Senjata Tradisional Mandau Asli DayakAnakGaul.ID

Senjata tradisional mandau ini cukup berbeda dengan senjata tradisional sejenis parang lainnya. Mandau ini benar-benar dikemas dengan sangat baik. Hampir di seluruh bagian dari mandau ini memiliki ukiran yang cukup unik. Terlebih pada bagian bilahnya yang tidak tajam. 

Selain itu, senjata Mandau ini juga sering dijumpai tambahan berupa lubang-lubang pada bilahnya yang ditutup dengan menggunakan kuningan atau tembaga. Tujuannya adalah untuk memperindah bilah mandau saja. 

2. Asal-usul nama mandau

Senjata Tradisional Mandau Asli Dayakinstagram.com/mandau_gallery

Sebenarnya, ejaan mandau itu merupakan ejaan yang salah, dan yang benar adalah mando. Kata mando sendiri berasal dari Bahasa Dayak Kalimantan Tengah. Asal kata mando adalah “man” yang merupakan singkatan dari kuman dengan artian makan, dan “do” yang merupakan singkatan dari dohong atau pisau belati khas Kalimantan Tengah. 

Jadi, secara harafiahnya, mando berarti makan dohong. Maksudnya adalah karena memang sejak senjata mando ini menjadi populer di Kalimantan Tengah.

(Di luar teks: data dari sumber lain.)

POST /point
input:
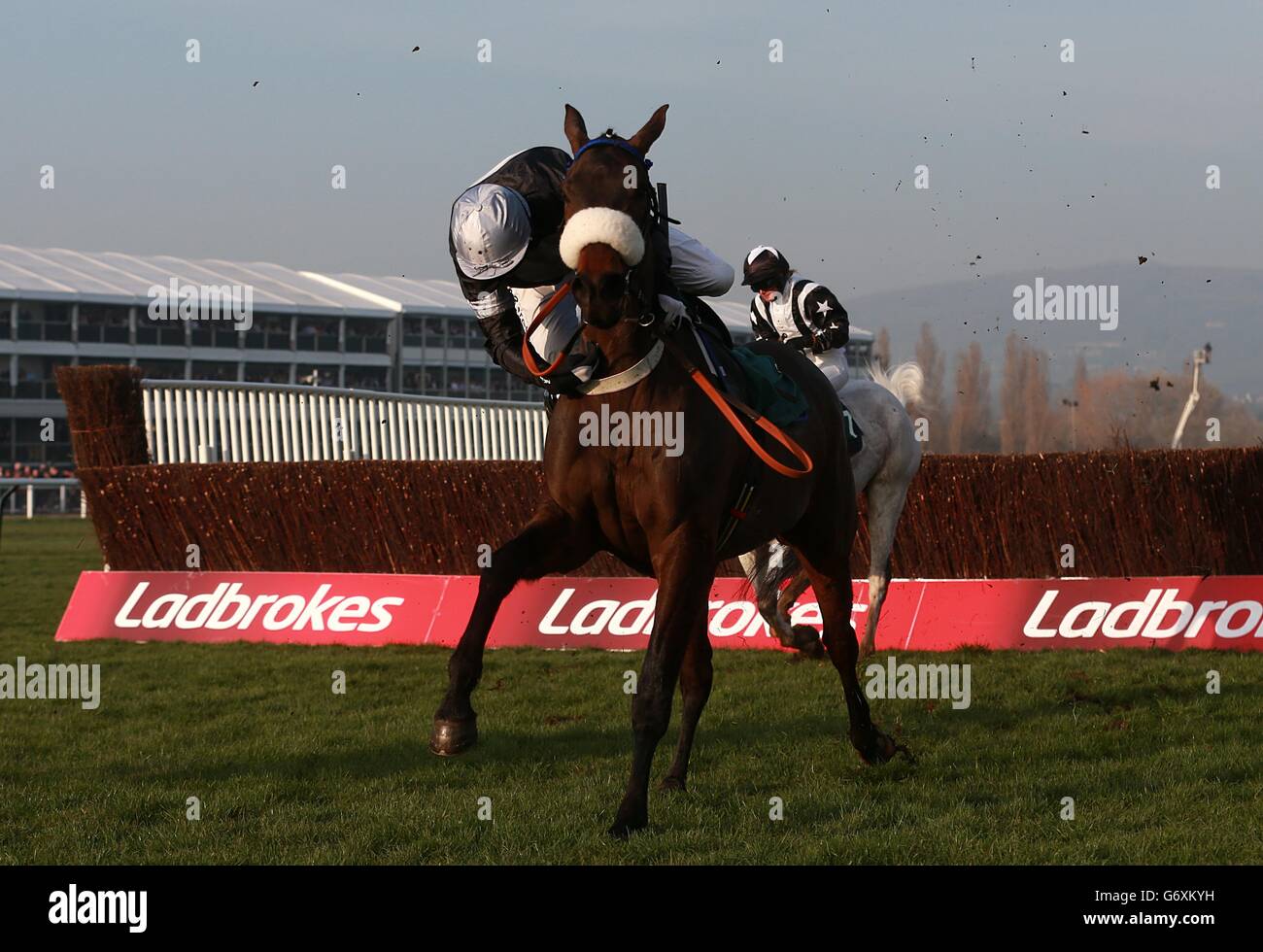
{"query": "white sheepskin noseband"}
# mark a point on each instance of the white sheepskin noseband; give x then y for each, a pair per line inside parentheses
(604, 226)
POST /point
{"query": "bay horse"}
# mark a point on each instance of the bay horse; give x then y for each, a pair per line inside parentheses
(660, 513)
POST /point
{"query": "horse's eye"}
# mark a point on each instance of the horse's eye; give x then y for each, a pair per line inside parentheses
(613, 287)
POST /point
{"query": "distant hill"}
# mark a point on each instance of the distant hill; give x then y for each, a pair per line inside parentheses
(1165, 313)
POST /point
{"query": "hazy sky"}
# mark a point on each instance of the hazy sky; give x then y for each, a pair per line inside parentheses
(158, 155)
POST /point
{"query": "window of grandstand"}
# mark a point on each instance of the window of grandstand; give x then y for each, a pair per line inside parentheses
(497, 387)
(36, 378)
(436, 332)
(365, 335)
(476, 388)
(168, 332)
(215, 370)
(104, 323)
(29, 449)
(162, 369)
(269, 332)
(43, 321)
(432, 380)
(316, 376)
(316, 333)
(266, 373)
(366, 378)
(463, 333)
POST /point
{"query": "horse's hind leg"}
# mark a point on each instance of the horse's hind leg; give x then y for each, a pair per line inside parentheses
(695, 683)
(825, 548)
(885, 499)
(767, 575)
(685, 569)
(552, 542)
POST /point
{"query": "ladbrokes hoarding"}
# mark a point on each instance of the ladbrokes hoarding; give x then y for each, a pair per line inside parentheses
(619, 613)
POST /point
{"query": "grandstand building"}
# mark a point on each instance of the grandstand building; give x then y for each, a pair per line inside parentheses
(392, 333)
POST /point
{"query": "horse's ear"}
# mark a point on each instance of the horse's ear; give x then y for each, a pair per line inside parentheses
(651, 130)
(576, 130)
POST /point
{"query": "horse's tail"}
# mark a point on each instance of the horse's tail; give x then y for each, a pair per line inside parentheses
(905, 382)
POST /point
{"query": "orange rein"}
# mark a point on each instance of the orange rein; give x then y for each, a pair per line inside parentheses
(544, 310)
(725, 405)
(721, 400)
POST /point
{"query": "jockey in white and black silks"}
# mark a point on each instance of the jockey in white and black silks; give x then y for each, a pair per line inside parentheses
(504, 243)
(799, 312)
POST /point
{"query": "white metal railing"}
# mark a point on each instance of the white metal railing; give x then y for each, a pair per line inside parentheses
(33, 483)
(209, 421)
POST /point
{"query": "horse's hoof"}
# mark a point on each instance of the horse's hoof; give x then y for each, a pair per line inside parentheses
(807, 640)
(451, 737)
(878, 749)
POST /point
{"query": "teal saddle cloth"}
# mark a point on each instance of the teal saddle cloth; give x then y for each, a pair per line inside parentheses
(768, 391)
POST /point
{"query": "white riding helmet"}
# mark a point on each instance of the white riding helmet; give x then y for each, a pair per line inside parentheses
(491, 230)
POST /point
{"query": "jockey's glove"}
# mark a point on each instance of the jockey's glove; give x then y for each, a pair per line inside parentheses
(563, 383)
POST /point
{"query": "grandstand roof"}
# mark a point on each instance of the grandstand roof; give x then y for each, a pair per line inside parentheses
(114, 277)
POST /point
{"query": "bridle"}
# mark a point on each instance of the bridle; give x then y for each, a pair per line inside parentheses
(642, 308)
(645, 315)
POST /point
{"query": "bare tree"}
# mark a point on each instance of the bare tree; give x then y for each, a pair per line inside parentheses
(972, 409)
(931, 407)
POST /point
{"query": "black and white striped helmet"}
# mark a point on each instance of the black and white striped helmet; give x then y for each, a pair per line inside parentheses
(766, 268)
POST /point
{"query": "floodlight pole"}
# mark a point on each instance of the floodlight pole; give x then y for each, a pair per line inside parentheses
(1199, 357)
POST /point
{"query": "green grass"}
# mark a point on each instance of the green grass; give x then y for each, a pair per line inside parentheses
(289, 771)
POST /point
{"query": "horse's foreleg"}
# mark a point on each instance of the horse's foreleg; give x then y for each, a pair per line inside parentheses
(685, 571)
(885, 499)
(552, 542)
(695, 683)
(826, 556)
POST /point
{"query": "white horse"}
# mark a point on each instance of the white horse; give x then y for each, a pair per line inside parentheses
(883, 471)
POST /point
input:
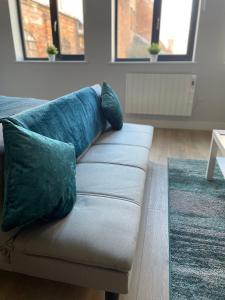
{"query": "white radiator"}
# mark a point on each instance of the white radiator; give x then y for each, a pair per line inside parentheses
(160, 94)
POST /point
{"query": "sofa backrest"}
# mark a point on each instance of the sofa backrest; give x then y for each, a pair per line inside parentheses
(74, 118)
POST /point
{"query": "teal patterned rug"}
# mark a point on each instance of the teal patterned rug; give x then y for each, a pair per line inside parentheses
(196, 232)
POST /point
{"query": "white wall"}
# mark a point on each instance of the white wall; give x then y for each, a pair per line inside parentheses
(43, 80)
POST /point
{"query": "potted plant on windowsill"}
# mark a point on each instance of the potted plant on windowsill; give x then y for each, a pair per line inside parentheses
(52, 51)
(154, 50)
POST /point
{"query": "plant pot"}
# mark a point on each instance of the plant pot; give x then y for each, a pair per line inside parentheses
(51, 57)
(154, 57)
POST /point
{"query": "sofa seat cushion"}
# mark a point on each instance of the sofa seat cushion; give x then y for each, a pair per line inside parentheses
(111, 180)
(117, 154)
(100, 231)
(130, 134)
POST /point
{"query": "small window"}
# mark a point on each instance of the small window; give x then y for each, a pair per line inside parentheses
(171, 23)
(46, 22)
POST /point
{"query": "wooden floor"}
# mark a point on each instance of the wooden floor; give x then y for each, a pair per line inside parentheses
(151, 274)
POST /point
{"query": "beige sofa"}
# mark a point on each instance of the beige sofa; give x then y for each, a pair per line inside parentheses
(94, 246)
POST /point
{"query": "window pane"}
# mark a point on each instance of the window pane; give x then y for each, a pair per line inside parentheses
(36, 27)
(134, 28)
(175, 26)
(71, 26)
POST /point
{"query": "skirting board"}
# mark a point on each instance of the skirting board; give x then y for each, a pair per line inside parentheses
(195, 125)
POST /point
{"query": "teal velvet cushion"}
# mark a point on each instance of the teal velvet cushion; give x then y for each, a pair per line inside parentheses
(75, 118)
(111, 107)
(39, 177)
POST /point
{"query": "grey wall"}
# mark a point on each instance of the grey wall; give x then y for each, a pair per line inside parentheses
(44, 80)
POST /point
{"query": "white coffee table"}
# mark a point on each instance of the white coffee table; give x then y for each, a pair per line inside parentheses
(217, 143)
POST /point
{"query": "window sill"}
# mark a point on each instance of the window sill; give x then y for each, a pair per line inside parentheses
(152, 63)
(53, 62)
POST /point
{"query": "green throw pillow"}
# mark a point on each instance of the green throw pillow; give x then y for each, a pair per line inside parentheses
(39, 177)
(111, 107)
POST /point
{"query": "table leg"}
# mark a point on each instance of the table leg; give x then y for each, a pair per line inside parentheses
(212, 160)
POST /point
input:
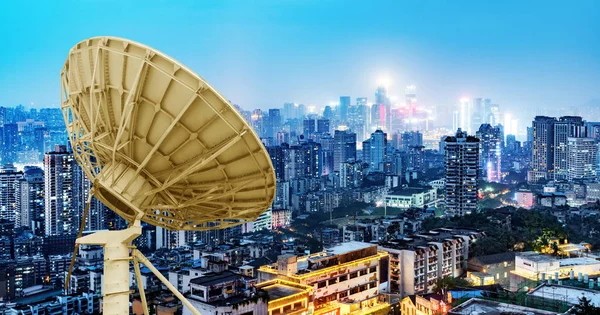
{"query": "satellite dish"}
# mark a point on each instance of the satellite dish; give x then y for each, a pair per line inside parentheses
(160, 145)
(157, 140)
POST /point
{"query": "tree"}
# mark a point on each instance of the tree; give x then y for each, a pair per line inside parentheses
(585, 307)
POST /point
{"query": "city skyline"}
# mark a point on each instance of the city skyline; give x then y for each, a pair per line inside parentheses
(265, 54)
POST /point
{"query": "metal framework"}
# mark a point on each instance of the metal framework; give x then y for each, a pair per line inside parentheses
(159, 145)
(157, 139)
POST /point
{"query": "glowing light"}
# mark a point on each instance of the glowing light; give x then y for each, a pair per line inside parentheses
(384, 81)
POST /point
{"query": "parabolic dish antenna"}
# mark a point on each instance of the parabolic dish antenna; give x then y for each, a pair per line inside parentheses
(156, 139)
(159, 145)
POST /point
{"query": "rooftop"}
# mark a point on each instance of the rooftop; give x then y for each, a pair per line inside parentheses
(409, 191)
(348, 247)
(563, 293)
(496, 258)
(217, 278)
(277, 291)
(478, 306)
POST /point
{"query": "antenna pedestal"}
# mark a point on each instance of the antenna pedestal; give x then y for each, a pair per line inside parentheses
(117, 245)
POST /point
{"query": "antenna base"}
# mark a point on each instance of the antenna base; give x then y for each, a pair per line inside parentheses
(115, 287)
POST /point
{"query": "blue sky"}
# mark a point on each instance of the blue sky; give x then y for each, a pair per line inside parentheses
(538, 55)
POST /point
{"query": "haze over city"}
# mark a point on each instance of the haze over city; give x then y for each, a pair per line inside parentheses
(300, 157)
(537, 55)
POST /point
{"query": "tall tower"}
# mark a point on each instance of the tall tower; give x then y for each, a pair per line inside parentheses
(542, 153)
(565, 127)
(10, 142)
(343, 109)
(461, 155)
(582, 159)
(344, 148)
(31, 200)
(377, 150)
(490, 139)
(9, 192)
(274, 122)
(60, 192)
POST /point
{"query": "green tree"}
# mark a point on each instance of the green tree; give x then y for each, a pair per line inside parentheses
(585, 307)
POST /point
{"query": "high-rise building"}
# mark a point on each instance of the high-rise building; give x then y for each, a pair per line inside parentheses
(277, 158)
(410, 139)
(461, 159)
(377, 147)
(9, 192)
(31, 200)
(416, 158)
(343, 108)
(274, 122)
(312, 158)
(323, 126)
(344, 148)
(10, 142)
(565, 127)
(308, 127)
(582, 159)
(542, 153)
(256, 121)
(465, 113)
(490, 140)
(61, 211)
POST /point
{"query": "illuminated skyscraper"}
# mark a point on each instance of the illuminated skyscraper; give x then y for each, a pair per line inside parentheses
(461, 159)
(60, 193)
(582, 159)
(9, 192)
(31, 200)
(565, 127)
(465, 112)
(274, 122)
(490, 140)
(9, 134)
(377, 146)
(343, 108)
(344, 148)
(542, 153)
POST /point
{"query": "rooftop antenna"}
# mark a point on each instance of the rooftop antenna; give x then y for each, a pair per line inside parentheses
(159, 145)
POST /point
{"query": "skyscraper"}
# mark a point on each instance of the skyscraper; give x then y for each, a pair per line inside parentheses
(377, 150)
(582, 159)
(10, 142)
(410, 139)
(343, 109)
(490, 139)
(277, 158)
(60, 192)
(565, 127)
(31, 200)
(323, 126)
(308, 127)
(256, 121)
(461, 160)
(9, 192)
(274, 122)
(344, 148)
(542, 153)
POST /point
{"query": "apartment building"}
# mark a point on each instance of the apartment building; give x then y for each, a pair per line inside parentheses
(417, 261)
(345, 278)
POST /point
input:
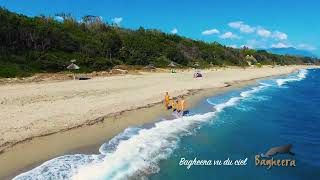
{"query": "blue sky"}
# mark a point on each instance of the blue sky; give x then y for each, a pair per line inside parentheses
(254, 23)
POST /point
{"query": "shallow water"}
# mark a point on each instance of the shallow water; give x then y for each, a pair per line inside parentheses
(235, 125)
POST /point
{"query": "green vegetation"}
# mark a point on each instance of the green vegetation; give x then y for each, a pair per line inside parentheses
(42, 44)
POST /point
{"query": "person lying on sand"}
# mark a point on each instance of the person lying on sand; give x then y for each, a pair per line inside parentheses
(181, 107)
(174, 105)
(167, 101)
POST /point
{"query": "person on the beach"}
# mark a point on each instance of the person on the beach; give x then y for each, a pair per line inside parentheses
(167, 100)
(182, 107)
(174, 105)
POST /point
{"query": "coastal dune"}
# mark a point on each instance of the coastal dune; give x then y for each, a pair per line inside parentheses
(34, 109)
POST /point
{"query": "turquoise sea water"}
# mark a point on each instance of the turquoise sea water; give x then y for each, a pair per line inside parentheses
(235, 125)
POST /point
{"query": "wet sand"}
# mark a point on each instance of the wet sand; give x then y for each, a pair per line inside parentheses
(89, 136)
(87, 139)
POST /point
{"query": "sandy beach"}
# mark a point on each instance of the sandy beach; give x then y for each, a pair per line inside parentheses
(36, 109)
(88, 113)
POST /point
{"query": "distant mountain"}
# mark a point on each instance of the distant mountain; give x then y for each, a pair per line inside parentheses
(291, 51)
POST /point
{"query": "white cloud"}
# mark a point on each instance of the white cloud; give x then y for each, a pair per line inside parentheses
(233, 45)
(210, 32)
(245, 28)
(247, 46)
(236, 24)
(280, 35)
(280, 45)
(174, 31)
(306, 47)
(264, 33)
(229, 35)
(117, 20)
(58, 18)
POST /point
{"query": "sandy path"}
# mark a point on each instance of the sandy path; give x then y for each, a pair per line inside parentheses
(34, 109)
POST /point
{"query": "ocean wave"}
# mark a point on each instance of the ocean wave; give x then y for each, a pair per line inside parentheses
(137, 151)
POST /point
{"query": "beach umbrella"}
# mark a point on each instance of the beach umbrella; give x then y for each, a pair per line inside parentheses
(196, 64)
(172, 64)
(73, 66)
(150, 66)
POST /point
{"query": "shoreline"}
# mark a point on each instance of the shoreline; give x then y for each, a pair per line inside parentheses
(90, 145)
(6, 146)
(121, 120)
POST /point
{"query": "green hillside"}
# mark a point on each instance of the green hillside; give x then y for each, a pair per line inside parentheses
(42, 44)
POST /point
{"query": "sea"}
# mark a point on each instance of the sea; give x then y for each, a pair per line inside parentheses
(219, 139)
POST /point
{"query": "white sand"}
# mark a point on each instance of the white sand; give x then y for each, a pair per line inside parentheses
(35, 109)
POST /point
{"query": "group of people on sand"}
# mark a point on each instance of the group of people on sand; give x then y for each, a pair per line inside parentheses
(177, 105)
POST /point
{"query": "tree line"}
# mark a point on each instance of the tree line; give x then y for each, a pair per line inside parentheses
(43, 44)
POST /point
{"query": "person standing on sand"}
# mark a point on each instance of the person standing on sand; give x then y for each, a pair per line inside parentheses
(166, 100)
(182, 107)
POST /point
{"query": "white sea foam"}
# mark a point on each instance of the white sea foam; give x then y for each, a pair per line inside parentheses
(300, 76)
(136, 151)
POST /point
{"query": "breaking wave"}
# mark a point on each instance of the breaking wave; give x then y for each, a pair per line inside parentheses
(136, 151)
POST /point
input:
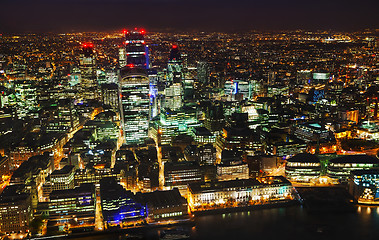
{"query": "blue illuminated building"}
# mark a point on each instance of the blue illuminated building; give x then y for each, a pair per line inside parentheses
(118, 205)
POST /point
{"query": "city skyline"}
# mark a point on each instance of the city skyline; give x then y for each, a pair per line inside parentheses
(169, 119)
(157, 15)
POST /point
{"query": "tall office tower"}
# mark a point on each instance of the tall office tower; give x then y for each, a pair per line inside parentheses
(122, 56)
(87, 60)
(174, 66)
(88, 72)
(134, 90)
(174, 88)
(203, 72)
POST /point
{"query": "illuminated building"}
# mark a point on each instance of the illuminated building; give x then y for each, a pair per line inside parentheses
(230, 193)
(119, 205)
(66, 118)
(174, 66)
(110, 96)
(368, 130)
(26, 98)
(92, 175)
(238, 89)
(73, 206)
(134, 90)
(165, 204)
(311, 132)
(232, 170)
(4, 167)
(203, 72)
(285, 150)
(15, 209)
(59, 180)
(214, 117)
(364, 186)
(87, 67)
(341, 167)
(205, 154)
(173, 97)
(122, 56)
(202, 135)
(37, 168)
(179, 174)
(173, 123)
(303, 167)
(238, 136)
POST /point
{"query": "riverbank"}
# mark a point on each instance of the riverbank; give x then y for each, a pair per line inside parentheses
(278, 204)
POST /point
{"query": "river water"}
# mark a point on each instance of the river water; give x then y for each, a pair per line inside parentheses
(279, 223)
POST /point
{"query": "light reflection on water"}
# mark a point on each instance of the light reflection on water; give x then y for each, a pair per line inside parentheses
(284, 223)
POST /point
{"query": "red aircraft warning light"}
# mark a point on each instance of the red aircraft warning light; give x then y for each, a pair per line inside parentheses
(85, 45)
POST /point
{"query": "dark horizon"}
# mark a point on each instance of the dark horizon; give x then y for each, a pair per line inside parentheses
(23, 16)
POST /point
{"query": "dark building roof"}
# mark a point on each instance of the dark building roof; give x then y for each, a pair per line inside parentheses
(83, 189)
(13, 193)
(304, 157)
(355, 159)
(186, 165)
(174, 54)
(365, 172)
(163, 198)
(198, 187)
(31, 165)
(65, 170)
(202, 131)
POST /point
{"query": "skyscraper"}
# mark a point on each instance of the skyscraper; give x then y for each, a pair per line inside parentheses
(134, 89)
(174, 88)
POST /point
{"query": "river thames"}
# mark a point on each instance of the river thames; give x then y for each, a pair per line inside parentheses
(277, 223)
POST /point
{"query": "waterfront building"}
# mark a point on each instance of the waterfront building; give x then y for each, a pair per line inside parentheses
(341, 167)
(203, 196)
(303, 167)
(364, 186)
(15, 209)
(163, 205)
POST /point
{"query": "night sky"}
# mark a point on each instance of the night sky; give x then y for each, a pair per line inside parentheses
(17, 16)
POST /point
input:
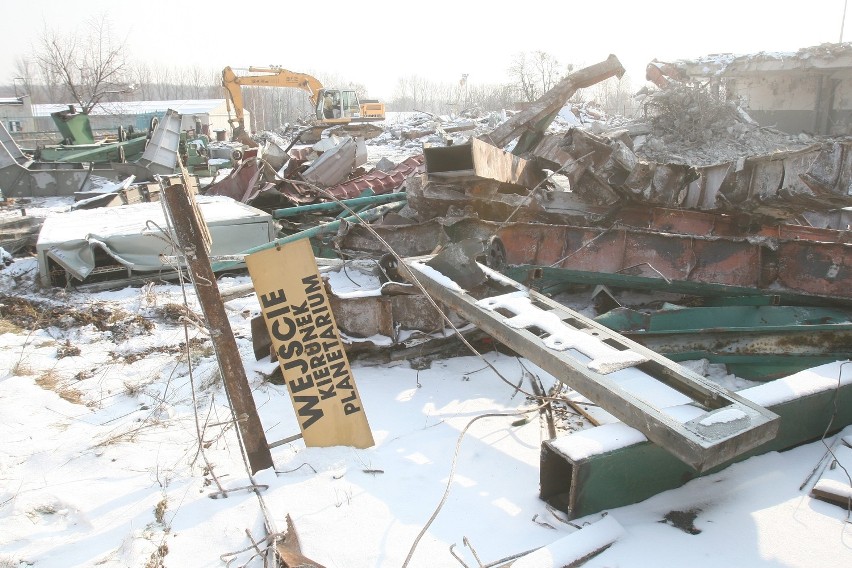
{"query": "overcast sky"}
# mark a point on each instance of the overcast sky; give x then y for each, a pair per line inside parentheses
(375, 42)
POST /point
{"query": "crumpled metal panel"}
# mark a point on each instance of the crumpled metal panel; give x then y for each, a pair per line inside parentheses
(240, 185)
(335, 164)
(377, 181)
(161, 153)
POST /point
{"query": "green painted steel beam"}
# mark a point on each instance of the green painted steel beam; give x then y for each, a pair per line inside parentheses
(332, 227)
(546, 277)
(756, 342)
(334, 206)
(96, 153)
(641, 470)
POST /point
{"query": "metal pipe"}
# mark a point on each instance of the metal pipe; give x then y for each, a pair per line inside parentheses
(334, 205)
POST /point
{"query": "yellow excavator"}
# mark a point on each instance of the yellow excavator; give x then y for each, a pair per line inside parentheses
(331, 106)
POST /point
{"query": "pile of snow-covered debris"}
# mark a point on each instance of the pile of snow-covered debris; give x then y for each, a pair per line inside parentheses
(691, 125)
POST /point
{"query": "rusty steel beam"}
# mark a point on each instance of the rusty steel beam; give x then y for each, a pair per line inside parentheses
(480, 160)
(599, 364)
(783, 266)
(191, 235)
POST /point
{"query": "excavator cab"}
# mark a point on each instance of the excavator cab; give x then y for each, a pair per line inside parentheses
(337, 106)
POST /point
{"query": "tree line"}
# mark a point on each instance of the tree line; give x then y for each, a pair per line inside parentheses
(88, 66)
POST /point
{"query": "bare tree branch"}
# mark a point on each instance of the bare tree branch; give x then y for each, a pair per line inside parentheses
(89, 64)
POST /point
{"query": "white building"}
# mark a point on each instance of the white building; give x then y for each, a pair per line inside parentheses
(211, 113)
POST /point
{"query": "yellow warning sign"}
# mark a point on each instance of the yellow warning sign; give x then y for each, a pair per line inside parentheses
(304, 335)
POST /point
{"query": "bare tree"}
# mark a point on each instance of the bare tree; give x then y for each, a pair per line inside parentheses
(89, 63)
(25, 72)
(535, 73)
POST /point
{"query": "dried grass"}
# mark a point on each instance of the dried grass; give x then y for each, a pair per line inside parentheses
(51, 381)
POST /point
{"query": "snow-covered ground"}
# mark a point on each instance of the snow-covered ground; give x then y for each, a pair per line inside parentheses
(102, 406)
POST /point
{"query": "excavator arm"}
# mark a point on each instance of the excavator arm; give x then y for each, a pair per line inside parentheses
(265, 77)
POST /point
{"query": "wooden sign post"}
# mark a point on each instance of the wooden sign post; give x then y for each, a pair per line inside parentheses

Maka dohong yang merupakan senjata pisau milik Dayak Ngaju ini menjadi kalah populer. 

Nah, kekalahan kepopuleran dari dohong ini menyebabkan sebutan untuk jenis parang yang menjadi mando.  

Baca Juga: 15 Hotel di Balikpapan

3. Senjata untuk perang di masa lalu

Senjata Tradisional Mandau Asli Dayakbanjarmasin.tribunnews.com

Suku Dayak dengan senjata bernama mando ini terkenal sangat kejam dan ahli dalam peperangan. Kelompok dari Dayak ini akan melawan bangsa lain yang datang ke Pulau Kalimantan, termasuk bangsa Melayu dan Austronesia. 

Hal ini dikarenakan seringnya terjadi peperangan antar klan dan bangsa-bangsa yang datang ke Pulau Kalimantan. Oleh karena itulah, pedang mandau ini menjadi terkenal dengan bilah senjatanya yang sangat tajam dan sering digunakan untuk memenggal kepala para musuhnya. 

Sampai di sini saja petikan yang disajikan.